ビニールタッキー 今年記憶に残っている出来事だと「バーベンハイマー」(※編集部注:「バービー」と「オッペンハイマー」を掛け合わせたインターネットミームをきっかけとする社会現象)があります。

村山 ああいう悪趣味なミームを作る人は必ずいますし、インターネットの時代に抑止するのも限度があるとは思うんです。今回は何がダメだったかと言うと、「バービー」のアメリカのX公式アカウントが乗っかったということですよね。日本で配給を担当するワーナー ブラザース ジャパンがすぐに遺憾の意を表し、本社に然るべき対応を求めて、アメリカのワーナー・ブラザースは正式に謝罪を行いました。日本の対応は早かったと思うんですが、米ワーナーが謝罪文を発表したあとも、「バービー」のアメリカのXアカウントにはミームに乗っかった引用ポストが数日消されずに残っていたんです。なので「バーベンハイマー」に関して自分は「本国ワーナーの対応がよくなかった件」として認識しているのですが、SNSではいろんな人が謎の喧嘩を始めたりして。「だからハリウッドの映画はダメなんだよ」みたいな筋違いの批判をしたり作品を貶めるような人も出てきて、そういう周辺の騒ぎのほうが大きく見えてきてしまった。本質とは関係ないところで起きる論争の虚しさを感じました。
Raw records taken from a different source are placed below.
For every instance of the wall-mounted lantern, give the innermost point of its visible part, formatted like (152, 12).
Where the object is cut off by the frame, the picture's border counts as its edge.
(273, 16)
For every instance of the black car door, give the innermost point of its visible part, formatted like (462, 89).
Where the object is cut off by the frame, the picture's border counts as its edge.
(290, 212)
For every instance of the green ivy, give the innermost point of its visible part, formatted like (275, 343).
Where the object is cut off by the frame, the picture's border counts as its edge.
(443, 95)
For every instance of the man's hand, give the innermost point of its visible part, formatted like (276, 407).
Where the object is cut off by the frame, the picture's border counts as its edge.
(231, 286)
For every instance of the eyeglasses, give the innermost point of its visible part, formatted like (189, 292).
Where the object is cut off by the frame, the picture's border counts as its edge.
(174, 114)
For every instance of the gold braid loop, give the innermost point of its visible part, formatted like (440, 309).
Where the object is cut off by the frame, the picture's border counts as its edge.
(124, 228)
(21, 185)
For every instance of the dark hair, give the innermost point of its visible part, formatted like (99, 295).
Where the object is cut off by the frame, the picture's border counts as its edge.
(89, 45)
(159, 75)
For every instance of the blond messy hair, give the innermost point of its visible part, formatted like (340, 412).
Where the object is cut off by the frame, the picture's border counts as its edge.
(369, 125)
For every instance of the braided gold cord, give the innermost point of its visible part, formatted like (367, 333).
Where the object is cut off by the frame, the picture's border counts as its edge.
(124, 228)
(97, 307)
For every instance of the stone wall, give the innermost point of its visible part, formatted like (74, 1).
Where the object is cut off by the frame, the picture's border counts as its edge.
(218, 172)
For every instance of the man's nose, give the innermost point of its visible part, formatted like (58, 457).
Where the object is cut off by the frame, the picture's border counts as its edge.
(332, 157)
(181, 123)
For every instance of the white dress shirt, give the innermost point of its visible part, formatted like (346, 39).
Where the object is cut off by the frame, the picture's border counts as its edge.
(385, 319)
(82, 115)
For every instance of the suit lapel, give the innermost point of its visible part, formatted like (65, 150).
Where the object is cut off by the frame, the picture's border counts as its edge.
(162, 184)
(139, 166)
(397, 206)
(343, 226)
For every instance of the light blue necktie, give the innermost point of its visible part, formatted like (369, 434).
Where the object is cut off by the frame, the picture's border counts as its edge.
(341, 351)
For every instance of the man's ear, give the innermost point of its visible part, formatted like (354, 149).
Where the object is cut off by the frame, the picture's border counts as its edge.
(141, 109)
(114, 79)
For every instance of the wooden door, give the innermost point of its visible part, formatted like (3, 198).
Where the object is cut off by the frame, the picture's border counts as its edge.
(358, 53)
ネット上の論争のすべてが不毛なわけではもちろんなくて、可視化された問題に対してみんなで話し合いましょうというのはいいことだと思うんですが、さすがに無意味なののしり合いを見るとげんなりはします。

ビニールタッキー 僕も過激な言葉を使った投稿を見たりしていて、それはすごく嫌だなと感じていました。日本でも公式アカウントが悪ノリしたあとに謝罪し、ポストを削除するということはよくありますし、よくない投稿をしてしまう可能性はどの企業にもあり得る。そのときにどういう対応をするかで、信頼を取り戻すこともあれば完全に失ってしまう可能性もあると思います。

村山 本当にそうですね。

ビニールタッキー 「バービー」は騒動のあとすぐに日本でも封切られましたが、「オッペンハイマー」が2024年の日本公開になったのはよかったと感じます。あの頃に公開されていたら、それこそ村山さんがおっしゃったみたいに不毛な論争が巻き起こって、作品を敬遠してしまう人も出てきた気がして。

村山 確かに。みんな頭が冷えた状態で観ることができる。

クリストファー・ノーラン監督作「オッペンハイマー」の場面写真。(c) Universal Pictures. All Rights Reserved.

クリストファー・ノーラン監督作「オッペンハイマー」の場面写真。(c) Universal Pictures. All Rights Reserved.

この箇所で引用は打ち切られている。